How Addiction Shapes the Brain

How does addiction change the brain? Professor Julie Kauer has found that the changes involved in becoming addicted are very similar to when learning or memorising...
06 January 2008

Interview with 

Professor Julie Kauer, Brown University

nerve_cell.jpg

A neurone

Share

Professor Barry Everitt introduced us to some of the mechanisms behind addiction, and how it affects brain chemistry.  Also working on the effect of addiction on the brain is Professor Julie Kauer, from Brown University.

Chris - Now, you've been studying some of the connections in the brain. Tell us what you found.

Julie - Well, let's see. Briefly, there's been a growing theory in the field of people who study cellular changes that occur during addiction. The changes that occur in the brain are somewhat akin to those that occur with learning and memory. Over the last ten years or so there's been a growing number of research papers looking at this problem and trying to see whether or not the changes that occur in parts of the brain involved in say, dopaminergic function as Barry was mentioning, may be similar to those that happen in parts of the brain involved in memory.

Chris - So the same way as you learn your maths homework, you also learn to take drugs. What's the reward then in doing your maths homework versus the reward you get for taking drugs because drugs, temporarily, can change your mood. That's the attraction to most people of using them. Whereas learning and memory: what's the reward?

Nerve CellJulie - It's a little more complicated that that. It's a more basic mechanism that is similar between the two processes. It's not simply a learning to be addicted to a drug because it's rewarding whereas you may not find maths as rewarding. Instead the changes that occur during learning are a strengthening of the synapses, which is the connection between two neurons. There's considerable evidence that during learning what happens is that the synapses, the connections between cells, become stronger in parts of the brain that serve memory. However, in the parts of the brain that subserve addiction, as Barry mentioned before, the reinforcement for natural rewarding stimuli and things that are important for survival; the strengthening of those synapses that occurs by drug abuse may have pathological effect on the system that actually directly taps in to long-lasting, maladaptive changes in that circuitry. It's not that the same circuits that you're learning with during your maths homework are altered during your use of cocaine but rather it's a different part of the brain in which maybe the changes in synaptic strength are not appropriate and are perhaps even beyond what should normally happen with rewarding stimuli.

Chris - When we learn something we have a connection between nerve cell A and nerve cell B and that connection can be strengthened or weakened and that's the learning experience. How are you proposing that addictive drugs can affect that process? What's going on?

Julie - We found two things. First of all there's considerable evidence the neurons released dopamine which seems to play a key role in early response to drugs. Those neurons can be controlled by excitatory input onto them or inhibitory inputs onto them. There's a lot of evidence that a single exposure to a drug of abuse (and this seems to be multiple drugs from ethanol/alcohol to cocaine) all produce a strengthening of the excitatory synapses which then would drive those dopamine neurons to fire more frequently and for long periods of time which may contribute to the early effects of drugs. The other way that you could increase the firing and activity of dopamine neurons would be to reduce inhibitory inputs onto them.
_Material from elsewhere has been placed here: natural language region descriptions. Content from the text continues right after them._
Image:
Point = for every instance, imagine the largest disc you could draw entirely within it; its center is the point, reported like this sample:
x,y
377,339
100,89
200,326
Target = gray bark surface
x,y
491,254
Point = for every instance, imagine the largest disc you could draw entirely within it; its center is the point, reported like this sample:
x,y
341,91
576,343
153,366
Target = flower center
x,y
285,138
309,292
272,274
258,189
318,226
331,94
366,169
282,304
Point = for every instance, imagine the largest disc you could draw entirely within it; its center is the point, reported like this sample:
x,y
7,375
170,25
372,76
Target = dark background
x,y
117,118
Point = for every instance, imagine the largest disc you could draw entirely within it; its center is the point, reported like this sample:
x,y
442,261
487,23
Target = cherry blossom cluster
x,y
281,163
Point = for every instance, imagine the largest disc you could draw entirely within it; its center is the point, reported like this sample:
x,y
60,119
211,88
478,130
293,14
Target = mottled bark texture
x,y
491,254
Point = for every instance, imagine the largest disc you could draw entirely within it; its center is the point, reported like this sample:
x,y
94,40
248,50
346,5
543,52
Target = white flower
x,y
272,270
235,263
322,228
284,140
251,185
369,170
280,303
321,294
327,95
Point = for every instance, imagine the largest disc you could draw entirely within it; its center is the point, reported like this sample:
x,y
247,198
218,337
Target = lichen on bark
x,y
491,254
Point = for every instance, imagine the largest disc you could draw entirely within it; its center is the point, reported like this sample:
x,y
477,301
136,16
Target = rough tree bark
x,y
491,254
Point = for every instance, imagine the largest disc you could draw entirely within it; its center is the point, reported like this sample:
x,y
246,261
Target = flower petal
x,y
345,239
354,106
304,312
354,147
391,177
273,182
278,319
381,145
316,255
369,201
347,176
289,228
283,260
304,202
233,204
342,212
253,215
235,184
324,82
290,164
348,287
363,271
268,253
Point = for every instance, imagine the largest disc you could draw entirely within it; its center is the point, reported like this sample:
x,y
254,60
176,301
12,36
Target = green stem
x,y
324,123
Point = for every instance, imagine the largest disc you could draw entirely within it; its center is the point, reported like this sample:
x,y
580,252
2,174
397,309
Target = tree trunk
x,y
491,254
What my lab found was that a normal process that seems to occur is potentiating of those inhibitory circuits. This may exist as a way to balance the potentiating of excitatory synapses in a normal, healthy brain. What we found, intriguingly, was that if an animal was given morphine and then we looked 24 hours later we found that the inhibitory potentiation was completely absent.

Chris - So does this mean that potentially, one exposure to one of these nasty agents could have life-long consequences?
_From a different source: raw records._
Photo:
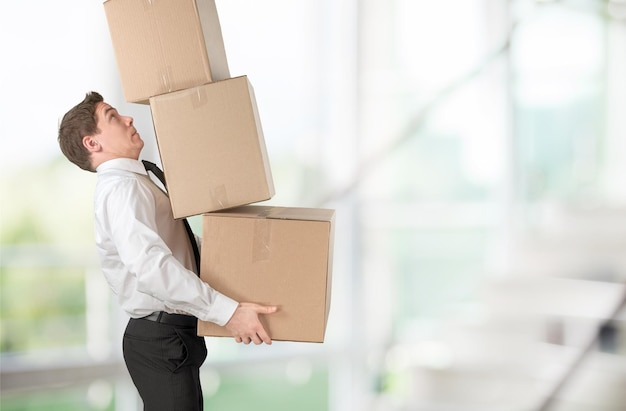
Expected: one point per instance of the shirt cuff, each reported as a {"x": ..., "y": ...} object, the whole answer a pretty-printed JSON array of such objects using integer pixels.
[{"x": 221, "y": 310}]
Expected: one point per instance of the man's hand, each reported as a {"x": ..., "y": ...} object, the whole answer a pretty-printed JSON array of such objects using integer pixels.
[{"x": 245, "y": 326}]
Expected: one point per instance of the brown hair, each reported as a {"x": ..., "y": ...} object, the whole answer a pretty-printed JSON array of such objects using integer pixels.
[{"x": 77, "y": 123}]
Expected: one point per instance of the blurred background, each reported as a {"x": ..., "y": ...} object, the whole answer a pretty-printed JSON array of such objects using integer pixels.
[{"x": 475, "y": 152}]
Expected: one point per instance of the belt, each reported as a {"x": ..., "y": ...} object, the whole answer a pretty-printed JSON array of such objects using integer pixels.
[{"x": 172, "y": 319}]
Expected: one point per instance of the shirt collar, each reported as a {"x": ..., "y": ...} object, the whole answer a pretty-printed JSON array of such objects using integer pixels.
[{"x": 127, "y": 164}]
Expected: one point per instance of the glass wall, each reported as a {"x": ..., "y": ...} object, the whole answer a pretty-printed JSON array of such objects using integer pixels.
[{"x": 474, "y": 152}]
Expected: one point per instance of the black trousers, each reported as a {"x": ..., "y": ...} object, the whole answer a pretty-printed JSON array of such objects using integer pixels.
[{"x": 164, "y": 363}]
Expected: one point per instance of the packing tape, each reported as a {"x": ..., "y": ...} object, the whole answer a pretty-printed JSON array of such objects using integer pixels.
[
  {"x": 199, "y": 98},
  {"x": 166, "y": 78},
  {"x": 220, "y": 196},
  {"x": 261, "y": 240}
]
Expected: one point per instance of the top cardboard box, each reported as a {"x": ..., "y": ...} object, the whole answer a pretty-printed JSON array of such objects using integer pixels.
[{"x": 166, "y": 45}]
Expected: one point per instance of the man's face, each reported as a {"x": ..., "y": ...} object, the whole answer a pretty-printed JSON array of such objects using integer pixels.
[{"x": 118, "y": 137}]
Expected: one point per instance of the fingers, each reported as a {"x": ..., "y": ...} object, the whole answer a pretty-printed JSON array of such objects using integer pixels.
[{"x": 245, "y": 325}]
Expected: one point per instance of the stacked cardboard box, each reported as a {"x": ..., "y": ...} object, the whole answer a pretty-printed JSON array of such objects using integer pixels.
[{"x": 170, "y": 54}]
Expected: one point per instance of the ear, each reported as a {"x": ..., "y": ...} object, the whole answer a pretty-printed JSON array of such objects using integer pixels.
[{"x": 92, "y": 144}]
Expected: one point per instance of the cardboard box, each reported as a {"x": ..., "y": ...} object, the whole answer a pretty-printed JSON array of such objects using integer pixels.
[
  {"x": 276, "y": 256},
  {"x": 166, "y": 45},
  {"x": 212, "y": 147}
]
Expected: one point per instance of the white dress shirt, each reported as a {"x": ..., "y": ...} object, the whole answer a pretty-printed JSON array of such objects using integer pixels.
[{"x": 144, "y": 252}]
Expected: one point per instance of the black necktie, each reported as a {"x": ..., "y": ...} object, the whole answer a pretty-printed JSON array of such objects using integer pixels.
[{"x": 158, "y": 173}]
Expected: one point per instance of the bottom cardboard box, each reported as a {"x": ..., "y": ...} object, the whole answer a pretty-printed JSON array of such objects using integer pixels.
[{"x": 272, "y": 255}]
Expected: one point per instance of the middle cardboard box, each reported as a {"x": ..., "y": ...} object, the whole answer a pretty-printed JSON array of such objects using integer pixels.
[{"x": 212, "y": 147}]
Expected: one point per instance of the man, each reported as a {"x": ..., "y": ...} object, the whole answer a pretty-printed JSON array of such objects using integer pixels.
[{"x": 147, "y": 259}]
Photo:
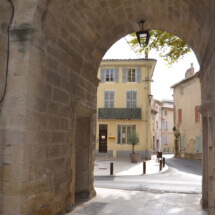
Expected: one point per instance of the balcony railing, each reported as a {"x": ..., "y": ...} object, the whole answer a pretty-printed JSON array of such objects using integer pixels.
[{"x": 119, "y": 113}]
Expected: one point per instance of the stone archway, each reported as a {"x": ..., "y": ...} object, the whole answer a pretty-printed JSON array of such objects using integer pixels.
[{"x": 56, "y": 48}]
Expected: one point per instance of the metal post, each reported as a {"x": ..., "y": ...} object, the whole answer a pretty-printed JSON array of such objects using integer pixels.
[
  {"x": 164, "y": 162},
  {"x": 144, "y": 167},
  {"x": 111, "y": 168},
  {"x": 161, "y": 165}
]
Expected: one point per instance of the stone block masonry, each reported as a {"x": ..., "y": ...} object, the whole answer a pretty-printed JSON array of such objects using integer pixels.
[{"x": 55, "y": 51}]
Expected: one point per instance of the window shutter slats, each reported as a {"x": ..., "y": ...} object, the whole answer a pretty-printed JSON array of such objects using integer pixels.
[
  {"x": 116, "y": 76},
  {"x": 197, "y": 115},
  {"x": 102, "y": 74},
  {"x": 106, "y": 96},
  {"x": 180, "y": 115},
  {"x": 124, "y": 75},
  {"x": 138, "y": 75},
  {"x": 128, "y": 99},
  {"x": 109, "y": 99},
  {"x": 198, "y": 144},
  {"x": 134, "y": 99}
]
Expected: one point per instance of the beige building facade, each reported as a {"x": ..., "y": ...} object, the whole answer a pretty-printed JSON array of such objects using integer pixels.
[
  {"x": 123, "y": 106},
  {"x": 53, "y": 59},
  {"x": 156, "y": 115},
  {"x": 167, "y": 127},
  {"x": 187, "y": 120}
]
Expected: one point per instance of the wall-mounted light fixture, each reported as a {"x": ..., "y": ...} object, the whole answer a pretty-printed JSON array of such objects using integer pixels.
[{"x": 143, "y": 35}]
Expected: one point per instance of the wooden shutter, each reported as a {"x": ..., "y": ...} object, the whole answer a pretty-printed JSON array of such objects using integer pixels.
[
  {"x": 197, "y": 115},
  {"x": 180, "y": 115},
  {"x": 111, "y": 99},
  {"x": 134, "y": 99},
  {"x": 106, "y": 99},
  {"x": 116, "y": 75},
  {"x": 183, "y": 142},
  {"x": 198, "y": 144},
  {"x": 118, "y": 134},
  {"x": 128, "y": 99},
  {"x": 102, "y": 74},
  {"x": 124, "y": 74},
  {"x": 166, "y": 125},
  {"x": 138, "y": 74}
]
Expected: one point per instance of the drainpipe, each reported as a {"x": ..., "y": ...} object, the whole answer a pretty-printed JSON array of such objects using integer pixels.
[{"x": 8, "y": 51}]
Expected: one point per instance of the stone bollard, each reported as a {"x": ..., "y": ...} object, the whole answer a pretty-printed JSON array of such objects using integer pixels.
[
  {"x": 111, "y": 168},
  {"x": 144, "y": 167}
]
Julie - I don't know the answer to that question and we're very interested in finding it out. Clearly the work that my lab's been interested in can only really speak for initial effects of drugs. Very clearly, in most cases a single exposure to one of these drugs does not produce addiction. However, it's possible that taking the drug even once sets the stage, in a way, for the vulnerability issue.

Chris - Just very briefly to finish off, Julie, given that you've found this new mechanism or you're uncovering this new way of thinking about how addiction occurs you've therefore got another way to think about how to break an addiction. Could we block this process and therefore treat people who have an addition to various drugs via a new way?
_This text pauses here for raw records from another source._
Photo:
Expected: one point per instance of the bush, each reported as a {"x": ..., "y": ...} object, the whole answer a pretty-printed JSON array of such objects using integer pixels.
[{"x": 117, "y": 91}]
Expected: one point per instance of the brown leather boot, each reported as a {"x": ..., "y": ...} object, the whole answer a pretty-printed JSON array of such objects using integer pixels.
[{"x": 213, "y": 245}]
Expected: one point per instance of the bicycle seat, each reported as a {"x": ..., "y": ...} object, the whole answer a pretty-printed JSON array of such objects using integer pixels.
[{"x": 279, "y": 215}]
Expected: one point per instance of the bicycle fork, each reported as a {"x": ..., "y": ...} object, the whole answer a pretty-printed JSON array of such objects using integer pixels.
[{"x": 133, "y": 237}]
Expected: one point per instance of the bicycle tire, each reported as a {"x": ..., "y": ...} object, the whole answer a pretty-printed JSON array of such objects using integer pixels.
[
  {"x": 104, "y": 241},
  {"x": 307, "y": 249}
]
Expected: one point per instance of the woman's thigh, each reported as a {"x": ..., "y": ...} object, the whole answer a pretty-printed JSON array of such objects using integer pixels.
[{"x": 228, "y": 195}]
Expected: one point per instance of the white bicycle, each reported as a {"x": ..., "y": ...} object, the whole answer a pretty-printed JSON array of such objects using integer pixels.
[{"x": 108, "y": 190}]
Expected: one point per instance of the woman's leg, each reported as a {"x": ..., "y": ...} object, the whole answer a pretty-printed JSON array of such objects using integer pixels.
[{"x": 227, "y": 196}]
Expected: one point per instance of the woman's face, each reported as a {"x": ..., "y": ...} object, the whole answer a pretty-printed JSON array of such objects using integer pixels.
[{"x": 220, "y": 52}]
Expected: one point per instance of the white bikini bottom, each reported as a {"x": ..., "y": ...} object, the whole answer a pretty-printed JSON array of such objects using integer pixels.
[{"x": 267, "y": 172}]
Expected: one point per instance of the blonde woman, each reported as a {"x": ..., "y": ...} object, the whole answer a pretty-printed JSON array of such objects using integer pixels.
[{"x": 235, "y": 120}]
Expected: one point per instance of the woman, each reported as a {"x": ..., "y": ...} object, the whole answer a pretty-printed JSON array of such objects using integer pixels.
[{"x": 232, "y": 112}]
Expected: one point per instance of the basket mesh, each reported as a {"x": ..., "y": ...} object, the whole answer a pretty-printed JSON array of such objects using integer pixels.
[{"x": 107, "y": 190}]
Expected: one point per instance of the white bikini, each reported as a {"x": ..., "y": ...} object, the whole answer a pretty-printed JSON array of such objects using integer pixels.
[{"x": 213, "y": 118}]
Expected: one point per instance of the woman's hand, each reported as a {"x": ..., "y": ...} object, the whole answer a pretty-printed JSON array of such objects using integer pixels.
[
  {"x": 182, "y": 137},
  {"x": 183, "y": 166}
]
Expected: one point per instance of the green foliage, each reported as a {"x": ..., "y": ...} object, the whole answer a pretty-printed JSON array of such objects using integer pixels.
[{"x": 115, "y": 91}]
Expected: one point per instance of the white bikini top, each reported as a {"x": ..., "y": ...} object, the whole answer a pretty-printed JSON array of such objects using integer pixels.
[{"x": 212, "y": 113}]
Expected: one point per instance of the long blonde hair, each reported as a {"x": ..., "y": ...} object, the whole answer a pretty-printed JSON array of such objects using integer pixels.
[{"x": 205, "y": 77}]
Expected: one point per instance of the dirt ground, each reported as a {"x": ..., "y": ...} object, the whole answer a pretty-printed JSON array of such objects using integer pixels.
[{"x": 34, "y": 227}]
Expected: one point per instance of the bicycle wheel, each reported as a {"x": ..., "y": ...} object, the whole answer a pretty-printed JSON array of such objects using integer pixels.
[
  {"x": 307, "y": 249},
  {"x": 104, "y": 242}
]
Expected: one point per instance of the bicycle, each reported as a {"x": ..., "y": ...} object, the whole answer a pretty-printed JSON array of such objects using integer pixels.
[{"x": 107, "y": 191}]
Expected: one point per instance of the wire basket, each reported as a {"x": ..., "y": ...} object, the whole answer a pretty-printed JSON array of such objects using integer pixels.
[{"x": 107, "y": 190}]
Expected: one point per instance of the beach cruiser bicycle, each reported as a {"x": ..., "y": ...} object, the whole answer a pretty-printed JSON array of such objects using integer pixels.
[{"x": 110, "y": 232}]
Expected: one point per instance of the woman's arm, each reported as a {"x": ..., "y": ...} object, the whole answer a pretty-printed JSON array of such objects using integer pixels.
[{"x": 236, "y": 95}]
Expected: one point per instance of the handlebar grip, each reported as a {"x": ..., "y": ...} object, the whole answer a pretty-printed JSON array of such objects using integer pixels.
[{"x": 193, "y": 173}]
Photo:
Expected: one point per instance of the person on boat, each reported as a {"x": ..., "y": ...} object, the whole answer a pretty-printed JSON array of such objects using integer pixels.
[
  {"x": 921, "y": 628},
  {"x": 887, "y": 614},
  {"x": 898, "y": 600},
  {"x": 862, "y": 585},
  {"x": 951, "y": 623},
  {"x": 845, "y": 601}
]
Julie - The work that we have carried out has pinpointed a single molecule in this dopaminergic brain region called guanylate cyclase. What may be true is that if we were to modulate this drug target at the same time that an addictive drug like morphine were delivered to a person that we might be able to ameliorate any addictive properties of the drug that would develop over time without affecting its analgesic effects. As morphine is given frequently in the hospital, all the time, this might be a useful process. We don't know whether targeting this molecule would be able to reverse addiction which is clearly a very persistent problem.

Chris - It still sounds like a very fertile area to look into.